MCU land, part 7: life in full color

Driving a full-color SEPS525 OLED screen and recreating a classic puzzle game on an 8-bit AVR microcontroller.

Feb 24, 2023

In one of the earlier articles, I talked about my quest to recreate a a variety of classic computer games on barebone 8-bit microcontrollers paired with retro displays. The projects were in no way groundbreaking, but they proved to be a great opportunity to teach my kids about game design — and to have some harmless fun.

Today, I’d like to wrap up the saga by adding the final missing chapter: an AVR128DA28-based game that pushes 8-bit tech closer to its limits by driving a full-color 160×128 OLED module (NHD-1.69-160128UGC3). This project proved to be a good opportunity to experiment with optimizations in a setting where a sane person would just reach for a 32-bit MCU. But above all, it was an excuse to reimplement one of my favorite classics: Sokoban.

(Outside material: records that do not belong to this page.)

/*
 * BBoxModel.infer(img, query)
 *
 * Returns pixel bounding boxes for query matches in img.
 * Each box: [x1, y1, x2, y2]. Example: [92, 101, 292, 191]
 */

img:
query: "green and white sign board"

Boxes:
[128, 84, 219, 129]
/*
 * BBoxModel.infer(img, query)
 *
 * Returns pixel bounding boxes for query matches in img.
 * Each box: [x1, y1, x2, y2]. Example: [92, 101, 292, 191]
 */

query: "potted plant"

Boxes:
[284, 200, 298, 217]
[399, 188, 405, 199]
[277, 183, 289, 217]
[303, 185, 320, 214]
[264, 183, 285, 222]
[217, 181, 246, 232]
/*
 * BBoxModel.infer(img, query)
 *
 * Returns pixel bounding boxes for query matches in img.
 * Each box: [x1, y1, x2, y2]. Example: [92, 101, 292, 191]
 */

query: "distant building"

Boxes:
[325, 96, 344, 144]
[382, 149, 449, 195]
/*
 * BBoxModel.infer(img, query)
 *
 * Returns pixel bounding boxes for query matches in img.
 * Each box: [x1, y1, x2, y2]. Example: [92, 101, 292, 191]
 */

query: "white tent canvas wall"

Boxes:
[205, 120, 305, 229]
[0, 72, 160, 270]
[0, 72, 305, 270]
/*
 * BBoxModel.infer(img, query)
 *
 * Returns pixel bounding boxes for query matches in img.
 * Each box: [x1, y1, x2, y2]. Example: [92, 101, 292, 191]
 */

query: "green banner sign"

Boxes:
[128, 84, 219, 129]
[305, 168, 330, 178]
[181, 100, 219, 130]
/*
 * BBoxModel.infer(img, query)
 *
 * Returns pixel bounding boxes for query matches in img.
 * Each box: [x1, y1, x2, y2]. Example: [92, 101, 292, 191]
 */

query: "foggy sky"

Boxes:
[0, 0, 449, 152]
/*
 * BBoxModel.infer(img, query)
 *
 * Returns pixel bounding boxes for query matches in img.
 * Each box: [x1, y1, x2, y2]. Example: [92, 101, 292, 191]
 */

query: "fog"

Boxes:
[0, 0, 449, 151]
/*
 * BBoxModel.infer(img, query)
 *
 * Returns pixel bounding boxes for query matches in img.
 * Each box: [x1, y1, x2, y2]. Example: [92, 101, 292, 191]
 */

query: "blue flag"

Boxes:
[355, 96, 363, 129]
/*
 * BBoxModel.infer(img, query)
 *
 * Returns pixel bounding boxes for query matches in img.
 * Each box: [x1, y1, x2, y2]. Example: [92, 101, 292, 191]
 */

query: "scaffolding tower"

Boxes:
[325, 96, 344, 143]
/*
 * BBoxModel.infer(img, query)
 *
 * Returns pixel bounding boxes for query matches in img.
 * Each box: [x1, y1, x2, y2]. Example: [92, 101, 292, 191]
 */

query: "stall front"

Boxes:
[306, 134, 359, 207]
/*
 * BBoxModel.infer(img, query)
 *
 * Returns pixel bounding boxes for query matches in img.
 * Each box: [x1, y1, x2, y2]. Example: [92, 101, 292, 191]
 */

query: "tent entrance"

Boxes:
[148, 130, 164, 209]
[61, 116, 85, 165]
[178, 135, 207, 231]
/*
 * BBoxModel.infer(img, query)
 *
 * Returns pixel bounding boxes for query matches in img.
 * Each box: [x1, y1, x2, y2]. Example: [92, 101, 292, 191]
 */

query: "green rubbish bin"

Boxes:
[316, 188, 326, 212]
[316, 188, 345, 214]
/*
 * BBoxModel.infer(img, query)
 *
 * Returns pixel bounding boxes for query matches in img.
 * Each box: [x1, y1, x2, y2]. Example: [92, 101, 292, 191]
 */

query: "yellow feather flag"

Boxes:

If you’re not familiar with this puzzle game, you play a a warehouse worker who can push — but not pull - crates on a square game grid. Only one crate can be moved at once. The objective is to get all the crates to their designated locations, but if you’re not careful, it’s easy to end up with a deadlock. You can give it a go online.

The hardware for my version — dubbed Sir Box-a-Lot — is fairly unremarkable; there’s a couple of buttons, a speaker, and a four-contact board-mount “joystick” connected to the MCU in a rather textbook manner. The OLED module (or its SYNCOAM SEPS525 controller) is hooked up via the parallel “8080” interface, a scheme already discussed in an earlier post. So, let’s jump straight to the gotchas on the software side!

Making room for RGB data

The OLED module at the heart of this project has a resolution of 160×128 RGB pixels; the color of each pixel is determined by three bytes of data, corresponding to the intensity of three additive primaries (red, green, and blue). A framebuffer for this display nominally requires 160 × 128 × 3 = 60 kB. There are 16 kB of SRAM available on the AVR128DA28 MCU, so we are coming up quite a bit short. External memory, such as 23LC1024, could be the answer — but shuffling pixel data back and forth over a serial bus would add latency.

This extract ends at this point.